プロントBINOを使うようになって「星」の美しさを再認識しました。 もちろん月・惑星や星雲・星団も見るのですが、 星々の間を適当に流して色や配置を楽しむ時が一番楽しいです。

心配していた光軸等の調整ですが、自分で不満を感じない(認識できない)レベルまで 調整するのは簡単でした。ただもう少し追い込める感覚はありますので、 追々習熟していくつもりです。

実は土壇場でDOCTOR OPTICSのSUPER-WIDE12.5mmの2本目を 入手できたのですが、 既に鏡筒切断加工が完了しており、使えないのが残念でした。 決局、これが次のSCHWARZ150S-BINO に繋がります。 150のレポートは後日送付します。

加藤 仁
Hitoshi Katoh


管理者のコメント;
 ご投稿いただくBINOユーザーの方々は、EMS-BINOに対してはいずれ劣らぬ情熱の持ち主であられる のですが、加藤さんは1台目のPRONTO-BINOの完成を待たずに2台目のSCHWARZ150S-BINOをご注文いただいた 点で、強く印象に残っています。
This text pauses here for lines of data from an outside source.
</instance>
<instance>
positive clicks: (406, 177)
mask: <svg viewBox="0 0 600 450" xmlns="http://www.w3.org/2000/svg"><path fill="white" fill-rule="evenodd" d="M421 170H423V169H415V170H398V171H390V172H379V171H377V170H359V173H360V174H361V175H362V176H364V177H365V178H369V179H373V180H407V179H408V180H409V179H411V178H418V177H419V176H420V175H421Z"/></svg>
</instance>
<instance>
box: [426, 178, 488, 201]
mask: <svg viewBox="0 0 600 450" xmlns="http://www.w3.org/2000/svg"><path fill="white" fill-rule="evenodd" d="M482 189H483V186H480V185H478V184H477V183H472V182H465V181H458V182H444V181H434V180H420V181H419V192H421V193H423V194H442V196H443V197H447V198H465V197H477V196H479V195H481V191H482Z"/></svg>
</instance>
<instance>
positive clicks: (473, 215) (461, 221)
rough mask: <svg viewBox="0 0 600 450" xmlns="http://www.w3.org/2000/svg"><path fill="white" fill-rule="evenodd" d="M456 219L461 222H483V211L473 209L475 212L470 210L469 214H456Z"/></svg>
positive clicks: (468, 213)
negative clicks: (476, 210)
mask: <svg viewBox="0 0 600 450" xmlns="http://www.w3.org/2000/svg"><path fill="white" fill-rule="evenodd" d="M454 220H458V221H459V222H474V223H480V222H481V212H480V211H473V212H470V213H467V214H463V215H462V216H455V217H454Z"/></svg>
 段階的にBINOの口径を増やして行かれる方、最初に大きめの口径のBINOを作り、セカンド機として8cmクラスのBINOを 作る方、等々、様々ですが、一挙に2台を作ってしまうのも、結果的にはいさぎよく、正解なのかも分かりません。

 EMS-BINOをご使用になって、90度対空の有効性を認識くださったようで、嬉しく思います。 私たちは視線が下を向いている方が 安楽でより集中できるようです。 裸眼で見る地平線付近の月や太陽が異常に大きく見えるのも頷けます。また、両眼で見ることで 暗い星の色がよく識別できるようになったと異口同音に指摘されます。
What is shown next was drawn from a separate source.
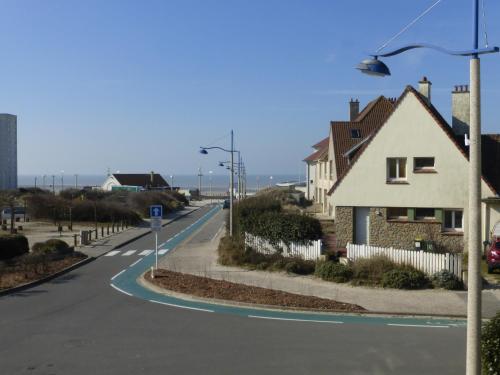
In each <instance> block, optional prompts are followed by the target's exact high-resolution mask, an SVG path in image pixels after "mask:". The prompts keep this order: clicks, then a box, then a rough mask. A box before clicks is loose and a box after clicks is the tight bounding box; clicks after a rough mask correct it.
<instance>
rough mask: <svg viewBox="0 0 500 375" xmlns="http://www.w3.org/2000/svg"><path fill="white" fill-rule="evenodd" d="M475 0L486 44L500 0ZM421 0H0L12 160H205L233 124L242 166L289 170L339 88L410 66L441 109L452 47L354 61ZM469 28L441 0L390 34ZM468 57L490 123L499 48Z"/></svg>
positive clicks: (462, 35) (496, 69) (438, 34)
mask: <svg viewBox="0 0 500 375" xmlns="http://www.w3.org/2000/svg"><path fill="white" fill-rule="evenodd" d="M485 1H486V10H487V31H488V36H489V40H490V44H493V45H500V24H499V23H498V22H497V20H498V16H499V14H500V2H498V1H494V0H485ZM433 2H434V0H419V1H401V0H379V1H376V2H374V1H368V0H366V1H365V0H358V1H352V0H335V1H333V0H330V1H320V0H302V1H294V0H286V1H285V0H252V1H248V0H231V1H223V0H199V1H192V0H178V1H167V0H158V1H154V0H141V1H139V0H135V1H131V0H130V1H129V0H106V1H105V0H84V1H82V0H58V1H56V0H44V1H39V0H23V1H19V0H4V1H2V2H1V4H0V7H1V8H0V10H1V14H2V22H1V23H0V45H1V46H2V49H1V52H2V53H1V59H0V77H1V86H2V89H1V90H0V112H7V113H13V114H17V115H18V138H19V141H18V153H19V173H21V174H32V173H38V174H45V173H47V174H50V173H57V172H58V171H60V170H61V169H63V170H65V171H66V172H67V173H68V174H71V173H82V174H97V173H99V174H101V173H104V172H105V170H106V168H107V167H110V168H111V169H112V170H117V169H119V170H120V171H122V172H125V171H128V172H140V171H149V170H152V169H153V170H155V171H160V172H163V173H175V174H190V173H195V172H196V170H197V168H198V166H199V165H202V167H203V168H204V170H205V171H206V170H208V169H215V168H216V166H215V162H216V161H217V160H218V159H224V155H222V154H211V155H209V156H208V157H202V156H201V155H199V154H198V153H197V148H198V146H199V145H202V144H211V143H213V141H214V140H217V139H219V138H221V137H222V138H221V139H220V140H219V142H218V143H217V142H216V143H215V144H219V143H220V144H223V145H224V144H227V142H228V141H229V138H228V137H227V136H226V137H225V138H224V136H225V135H227V134H228V133H229V130H230V129H231V128H233V129H234V131H235V138H236V142H237V146H238V147H239V148H240V149H241V150H242V151H243V155H244V156H245V159H246V164H247V169H248V173H252V174H278V173H293V174H296V173H297V171H298V170H299V168H302V167H303V166H302V164H303V163H302V162H301V160H302V159H303V158H304V157H305V156H307V154H308V153H309V152H310V145H311V144H313V143H315V142H316V141H318V140H320V139H321V138H323V137H325V136H327V134H328V123H329V121H330V120H342V119H346V118H347V113H348V104H347V102H348V100H349V98H350V97H358V98H359V99H360V101H361V104H362V105H364V104H366V103H367V101H369V100H371V99H372V98H374V97H375V96H376V95H378V94H384V95H386V96H398V95H399V94H400V93H401V92H402V90H403V89H404V87H405V85H407V84H413V85H416V84H417V81H418V80H419V78H421V77H422V76H423V75H426V76H428V77H429V79H430V80H431V81H432V82H433V102H434V104H435V105H436V106H437V108H438V109H439V110H440V111H441V112H442V113H443V115H444V117H445V118H447V119H448V120H449V119H450V105H451V98H450V91H451V89H452V86H453V85H455V84H464V83H467V81H468V60H467V59H466V58H457V57H450V56H446V55H442V54H439V53H436V52H432V51H424V50H419V51H412V52H407V53H406V54H404V55H400V56H397V57H393V58H391V59H390V60H387V61H386V62H387V63H388V65H389V66H390V68H391V70H392V73H393V75H392V77H390V78H384V79H377V78H371V77H367V76H363V75H361V74H359V73H358V72H357V71H356V70H355V69H353V67H354V66H355V65H356V64H357V63H358V62H359V61H360V60H361V59H363V58H364V57H365V52H369V51H372V50H375V49H376V48H377V47H379V46H380V45H381V44H382V43H383V42H384V41H385V40H387V39H389V38H390V37H391V36H392V35H393V34H395V33H396V32H397V31H399V30H400V29H401V28H402V27H403V26H404V25H406V24H407V23H408V22H409V21H410V20H411V19H413V18H414V17H416V16H417V15H418V14H419V13H420V12H422V11H423V10H424V9H425V8H426V7H428V6H429V5H430V4H432V3H433ZM470 34H471V0H444V1H443V2H442V3H441V4H440V5H438V6H437V7H436V8H435V9H434V10H433V11H432V12H431V13H430V14H429V15H428V16H426V17H425V18H424V19H423V20H421V21H420V22H419V23H418V24H417V25H415V26H414V27H413V28H412V29H410V30H409V31H408V32H407V33H406V34H404V35H403V36H402V37H400V38H399V39H398V40H396V41H395V42H393V44H392V45H391V46H392V47H396V46H398V45H401V44H404V43H409V42H430V43H434V44H439V45H441V46H445V47H448V48H450V49H467V48H470V46H471V36H470ZM482 43H483V42H482ZM391 46H390V47H391ZM482 61H483V65H482V69H483V130H484V132H500V121H499V119H498V117H499V105H498V104H499V103H500V74H499V71H498V67H499V66H500V56H499V55H489V56H486V57H484V58H483V59H482Z"/></svg>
 ”「チョロQ」的な印象”と述べておられますが、完成を見た時、本当にコンパクトになって驚きました。画像はフードを伸ばして撮影しておられますが、 フードを完全に収納しますと、まさに加藤さんの表現通りです。 さらに短縮してSUPER-WIDE12.5mmでの合焦も可能ですが、 特殊なアイピースのために、他の普通のアイピースでは極端に繰り出しを引き出して観察することになるので、新たな鏡筒切断はお勧めしません でした。 その代わり、次のSCHWARZ150S-BINOでは、オリジナル合焦装置をさらにカスタマイズしてバックフォーカスを十分 確保しました。
( 蛇足ですが、先日次世代BINO宣言をいたしましたが、TELEVUE等の小口径BINOで、素材鏡筒の特徴をそのまま活かしたい(たとえばoriginalの繰り出し装置をそのまま使用)場合 は、今後も鏡筒平行移動方式を採用することになると思います。)

  加藤さん、ご投稿ありがとうございました。SCHWARZ150S-BINOの方のリポートもお待ちしております。